Seminar – Lion Feuchtwanger
„In Moskau wurde ich so triumphal empfangen,
dass es schwer fällt, nicht größenwahnsinnig zu werden“

„Wenn ich an Russland denke, dann denke ich an das, was ich bei Turgenjew gelesen habe.“
Herbert Wells

„Reich der Vernunft“ – Eine Reise, die zum Irrtum wurde

Er war weder naiv noch Opfer sowjetischer Propaganda. Ende des Jahres 1936 – Lion Feuchtwanger wird als Ehrengast des sowjetischen Schriftstellerverbandes  für 2 Monate nach Moskau eingeladen, um die Verdienste von Stalin nach allen Regelnd der Kunst zu preisen und zu huldigen. In Moskau wird er bereits als einen den bedeutendsten internationalen Schriftsteller der Welt gefeiert – auf einmal hat man in der Sowjetunion angefangen, ihm Honorare zu zahlen und ihn im großen Stil zu übersetzen.
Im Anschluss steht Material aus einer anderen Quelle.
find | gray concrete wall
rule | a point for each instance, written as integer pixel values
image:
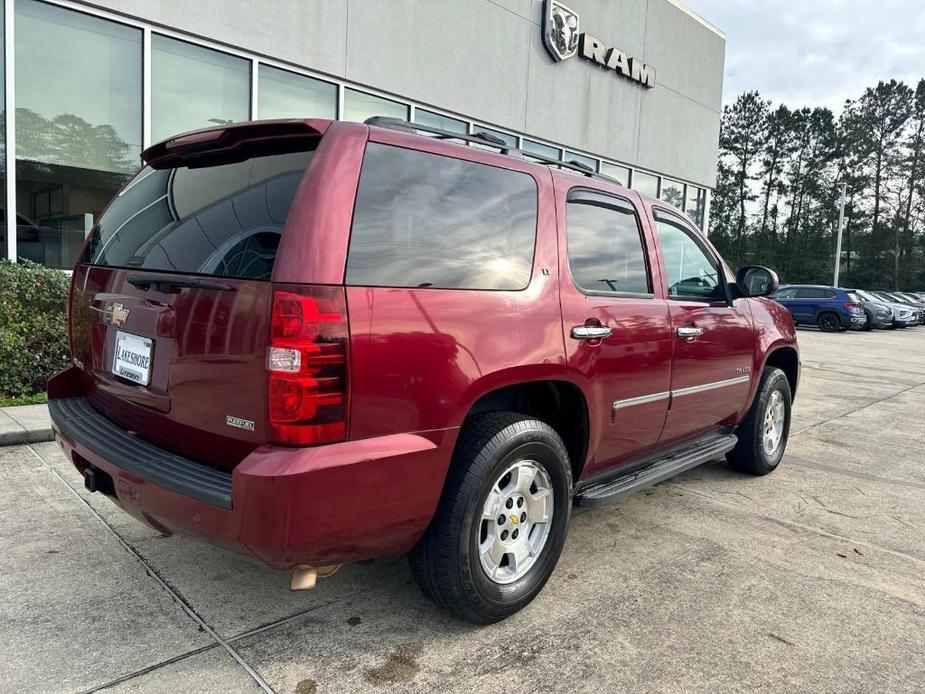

Aus diesen Gründen lobte er also lobte in den höchsten Tönen  die Lebensverhältnisse in der Sowjetunion, deren Sprache er nicht verstand und von der er fast nichts außer der Hauptstadt zu sehen bekam. Er wird mit allen Ehren empfangen, besuchte Theater, Kino und Oper, traf sich mit Schriftstellern und Filmemachern, gab zahllose Interviews, hielt Vorträge, absolviert ein Programm mit Lesungen, wo er aus seinen Büchern las und suchte das Gespräch mit seinen sowjetischen Lesern  –  ein „Spontaner“ Beifall des Publikums begleitet seine Auftritte bei Empfängen und Theaterbesuchen.
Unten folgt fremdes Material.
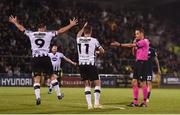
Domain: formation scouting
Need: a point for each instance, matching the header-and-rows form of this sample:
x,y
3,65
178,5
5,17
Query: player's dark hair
x,y
87,29
41,25
140,30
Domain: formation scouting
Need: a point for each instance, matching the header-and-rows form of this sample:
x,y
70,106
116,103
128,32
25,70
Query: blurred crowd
x,y
108,25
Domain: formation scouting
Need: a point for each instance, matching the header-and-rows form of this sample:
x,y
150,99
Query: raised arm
x,y
128,45
157,63
71,24
79,34
70,61
134,48
13,20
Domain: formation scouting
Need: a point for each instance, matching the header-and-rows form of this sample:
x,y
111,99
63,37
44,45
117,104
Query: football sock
x,y
135,92
55,84
37,90
145,93
97,92
88,95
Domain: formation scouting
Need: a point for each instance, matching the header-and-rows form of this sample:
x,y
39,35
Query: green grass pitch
x,y
114,100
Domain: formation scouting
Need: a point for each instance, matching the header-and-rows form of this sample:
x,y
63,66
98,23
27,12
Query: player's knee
x,y
134,82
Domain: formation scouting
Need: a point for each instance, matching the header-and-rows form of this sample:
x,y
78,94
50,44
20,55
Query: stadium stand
x,y
109,24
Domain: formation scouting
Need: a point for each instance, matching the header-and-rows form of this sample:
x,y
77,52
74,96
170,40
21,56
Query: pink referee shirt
x,y
142,49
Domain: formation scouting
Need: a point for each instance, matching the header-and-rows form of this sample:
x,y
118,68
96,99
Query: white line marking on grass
x,y
113,106
104,106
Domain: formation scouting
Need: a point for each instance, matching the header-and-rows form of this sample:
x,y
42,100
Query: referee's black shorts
x,y
41,66
140,70
88,72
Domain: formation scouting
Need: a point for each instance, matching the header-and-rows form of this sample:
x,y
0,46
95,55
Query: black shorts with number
x,y
88,72
140,70
149,71
41,65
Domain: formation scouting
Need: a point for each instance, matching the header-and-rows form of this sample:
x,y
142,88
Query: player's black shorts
x,y
149,72
88,72
41,65
140,70
58,73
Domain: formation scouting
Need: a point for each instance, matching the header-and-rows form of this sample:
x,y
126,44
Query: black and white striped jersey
x,y
56,60
87,50
40,42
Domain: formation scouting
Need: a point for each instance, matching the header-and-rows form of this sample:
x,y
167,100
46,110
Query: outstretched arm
x,y
13,20
128,45
70,61
79,34
71,24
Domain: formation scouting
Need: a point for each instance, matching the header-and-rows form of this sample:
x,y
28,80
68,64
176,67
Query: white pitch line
x,y
113,106
105,106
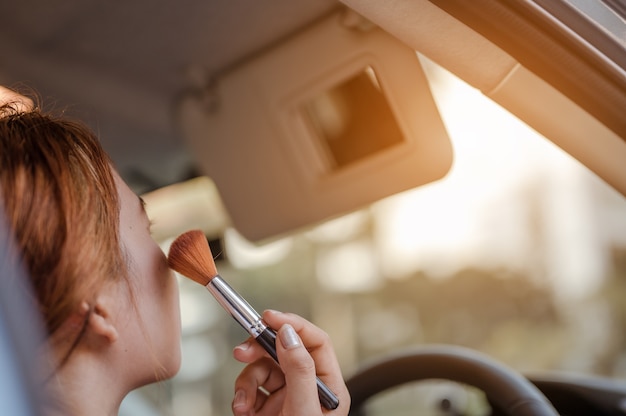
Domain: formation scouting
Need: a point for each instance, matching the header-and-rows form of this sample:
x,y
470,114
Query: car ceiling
x,y
120,65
„Es ist alles weit, groß und ungeheuer jung. Ich bin tief überzeugt, dass hier die Zukunft liegt, und zwar die nahe Zukunft, vor allem für den Schriftsteller. Ich vermeide absichtlich pathetische Worte, aber es fällt mir nicht ganz leicht.“ – Lion Feuchtwanger

„Moskau 1937. Ein Reisebericht für meine Freunde“

In Moskau war man deshalb mit Feuchtwangers „Büchlein“ zufrieden – Feuchtwangers Bericht wurde sofort ins Russische übersetzt und in einer riesigen Auflage von 200.000 Exemplaren herausgebracht.
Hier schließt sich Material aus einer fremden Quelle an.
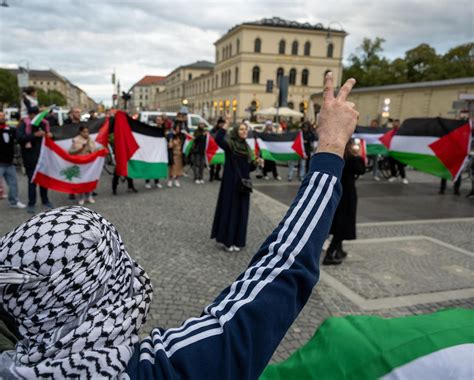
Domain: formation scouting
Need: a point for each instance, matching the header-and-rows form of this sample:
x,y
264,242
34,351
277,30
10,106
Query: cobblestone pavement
x,y
428,268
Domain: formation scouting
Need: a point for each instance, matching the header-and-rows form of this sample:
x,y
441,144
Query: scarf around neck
x,y
76,295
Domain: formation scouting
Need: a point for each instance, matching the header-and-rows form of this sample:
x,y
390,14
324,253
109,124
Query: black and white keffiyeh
x,y
77,297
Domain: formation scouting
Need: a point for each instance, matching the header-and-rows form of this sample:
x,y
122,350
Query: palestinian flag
x,y
432,145
98,130
141,151
281,146
372,136
40,116
432,346
73,174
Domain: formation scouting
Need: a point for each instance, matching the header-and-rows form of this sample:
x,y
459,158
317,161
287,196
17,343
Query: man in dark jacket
x,y
30,137
7,169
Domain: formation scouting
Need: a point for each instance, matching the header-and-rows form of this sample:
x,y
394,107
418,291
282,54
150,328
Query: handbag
x,y
245,184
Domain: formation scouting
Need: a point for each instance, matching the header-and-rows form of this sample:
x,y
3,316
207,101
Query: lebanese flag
x,y
431,346
281,146
141,151
73,174
433,145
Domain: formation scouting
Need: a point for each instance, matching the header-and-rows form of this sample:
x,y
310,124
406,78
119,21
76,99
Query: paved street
x,y
414,252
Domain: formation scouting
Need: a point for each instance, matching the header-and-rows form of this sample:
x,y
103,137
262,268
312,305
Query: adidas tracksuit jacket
x,y
236,335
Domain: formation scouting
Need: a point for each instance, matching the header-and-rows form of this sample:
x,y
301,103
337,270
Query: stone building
x,y
402,101
246,58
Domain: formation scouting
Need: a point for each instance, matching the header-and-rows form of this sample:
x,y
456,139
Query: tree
x,y
9,92
51,97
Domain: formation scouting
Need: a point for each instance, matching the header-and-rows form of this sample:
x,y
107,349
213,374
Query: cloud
x,y
86,40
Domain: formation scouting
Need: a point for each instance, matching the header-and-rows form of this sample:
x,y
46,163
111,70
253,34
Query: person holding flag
x,y
30,135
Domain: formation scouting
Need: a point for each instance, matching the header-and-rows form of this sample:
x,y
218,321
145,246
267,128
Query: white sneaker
x,y
18,205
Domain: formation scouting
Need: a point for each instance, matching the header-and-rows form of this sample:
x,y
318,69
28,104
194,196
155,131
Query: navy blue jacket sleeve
x,y
237,334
Die gigantischen Baumaßnahmen in Moskau, das gerade im Entstehen war, der Aufbau der Industrie, des Bildungssystems und die kulturellen Aktivitäten haben ihn zu tiefst beeindruckt.

„Moskau 1937“ ist ein euphorisches Bekenntnis zum Experiment, „ein riesiges Reich einzig und allein auf der Basis der Vernunft aufzubauen“.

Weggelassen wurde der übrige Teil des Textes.